While Young and Baker see the lack of attention hospitals offer their expecting patients, Fontaine recognizes the lack of attention mothers receive after giving birth because most hospitals in the U.S. don’t offer any help for mothers postpartum. This, she claims, is another issue worth mentioning because traditionally, having a child brings communities together. In communities like the Amish and the Mennonites, it’s very common for people like neighbors or fellow church goers to offer to help to do things for the new family in order to make their lives easier.

“For the majority of mothers dying, these mothers die before or after childbirth. They’re not dying during birth. Birth and postpartum go together and we have to care for women on both sides,” said Fontaine.

For black women in D.C., some like Charissa Young believe that change has to start within the community of black women.

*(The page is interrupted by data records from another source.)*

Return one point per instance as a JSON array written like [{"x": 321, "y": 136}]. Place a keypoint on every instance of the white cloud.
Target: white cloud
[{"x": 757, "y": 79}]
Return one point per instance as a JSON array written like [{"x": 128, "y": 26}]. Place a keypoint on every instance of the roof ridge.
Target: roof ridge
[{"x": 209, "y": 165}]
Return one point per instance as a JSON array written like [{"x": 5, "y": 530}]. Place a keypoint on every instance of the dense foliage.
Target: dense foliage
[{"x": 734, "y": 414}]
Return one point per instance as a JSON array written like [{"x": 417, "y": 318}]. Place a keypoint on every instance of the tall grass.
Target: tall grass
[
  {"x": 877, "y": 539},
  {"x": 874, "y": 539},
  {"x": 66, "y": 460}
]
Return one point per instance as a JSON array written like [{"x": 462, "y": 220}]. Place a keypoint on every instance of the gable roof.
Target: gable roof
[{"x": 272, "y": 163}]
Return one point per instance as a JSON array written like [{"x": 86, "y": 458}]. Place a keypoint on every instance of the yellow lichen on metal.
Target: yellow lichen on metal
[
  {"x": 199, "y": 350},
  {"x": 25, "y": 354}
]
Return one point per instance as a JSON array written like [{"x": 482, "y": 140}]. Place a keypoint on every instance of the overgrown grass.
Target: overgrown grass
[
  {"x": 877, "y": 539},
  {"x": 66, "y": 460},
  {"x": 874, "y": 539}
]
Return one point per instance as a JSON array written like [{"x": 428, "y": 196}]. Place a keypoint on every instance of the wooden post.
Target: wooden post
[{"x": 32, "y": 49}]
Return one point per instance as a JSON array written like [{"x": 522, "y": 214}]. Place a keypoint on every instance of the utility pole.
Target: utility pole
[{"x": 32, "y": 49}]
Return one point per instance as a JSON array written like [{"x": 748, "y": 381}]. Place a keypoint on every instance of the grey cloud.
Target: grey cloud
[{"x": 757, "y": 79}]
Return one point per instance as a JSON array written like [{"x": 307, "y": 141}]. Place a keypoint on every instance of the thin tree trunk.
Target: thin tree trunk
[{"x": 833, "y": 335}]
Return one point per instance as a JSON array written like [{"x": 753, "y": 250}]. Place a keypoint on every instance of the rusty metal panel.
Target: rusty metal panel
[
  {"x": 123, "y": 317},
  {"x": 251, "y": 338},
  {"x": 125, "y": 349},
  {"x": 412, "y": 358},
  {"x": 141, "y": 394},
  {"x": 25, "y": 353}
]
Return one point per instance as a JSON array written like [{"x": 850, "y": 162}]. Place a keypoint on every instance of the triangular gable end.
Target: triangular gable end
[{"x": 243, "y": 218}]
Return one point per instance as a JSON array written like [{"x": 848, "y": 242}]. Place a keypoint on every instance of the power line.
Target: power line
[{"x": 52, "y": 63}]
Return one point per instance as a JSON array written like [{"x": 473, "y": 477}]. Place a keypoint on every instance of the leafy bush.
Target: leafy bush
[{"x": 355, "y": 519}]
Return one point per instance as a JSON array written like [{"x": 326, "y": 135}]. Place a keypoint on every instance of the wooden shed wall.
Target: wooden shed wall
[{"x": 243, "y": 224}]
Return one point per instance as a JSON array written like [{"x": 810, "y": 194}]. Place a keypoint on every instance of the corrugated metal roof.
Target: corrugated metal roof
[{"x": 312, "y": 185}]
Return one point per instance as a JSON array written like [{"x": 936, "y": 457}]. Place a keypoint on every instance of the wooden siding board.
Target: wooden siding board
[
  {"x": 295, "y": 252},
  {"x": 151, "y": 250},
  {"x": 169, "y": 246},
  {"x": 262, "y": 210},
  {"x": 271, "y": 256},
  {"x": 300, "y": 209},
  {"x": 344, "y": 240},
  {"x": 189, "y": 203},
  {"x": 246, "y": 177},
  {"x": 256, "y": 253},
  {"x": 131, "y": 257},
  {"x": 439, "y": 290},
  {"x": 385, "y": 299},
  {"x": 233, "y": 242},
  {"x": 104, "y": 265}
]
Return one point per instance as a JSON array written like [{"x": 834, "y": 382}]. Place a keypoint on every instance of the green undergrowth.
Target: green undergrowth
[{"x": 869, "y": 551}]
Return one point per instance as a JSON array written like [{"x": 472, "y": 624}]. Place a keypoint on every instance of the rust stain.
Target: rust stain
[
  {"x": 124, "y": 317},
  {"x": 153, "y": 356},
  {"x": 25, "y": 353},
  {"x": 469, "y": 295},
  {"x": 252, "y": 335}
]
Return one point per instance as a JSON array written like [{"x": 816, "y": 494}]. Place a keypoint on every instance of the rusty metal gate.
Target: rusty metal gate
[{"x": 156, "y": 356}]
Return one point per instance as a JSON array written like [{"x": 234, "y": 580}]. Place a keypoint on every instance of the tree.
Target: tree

“We are not looked at as valued. And we also have to deem ourselves worthy of things,” Young said. “We as black women are getting there. I’m thinking about the underserved women. It’s our job as the older generation to let them know that they can do these things.

Knowledge is power. It requires us to really look into ourselves first. It’s not talked about as much in community settings but, the more we push for things, the more we can change. We have to change the culture for ourselves.”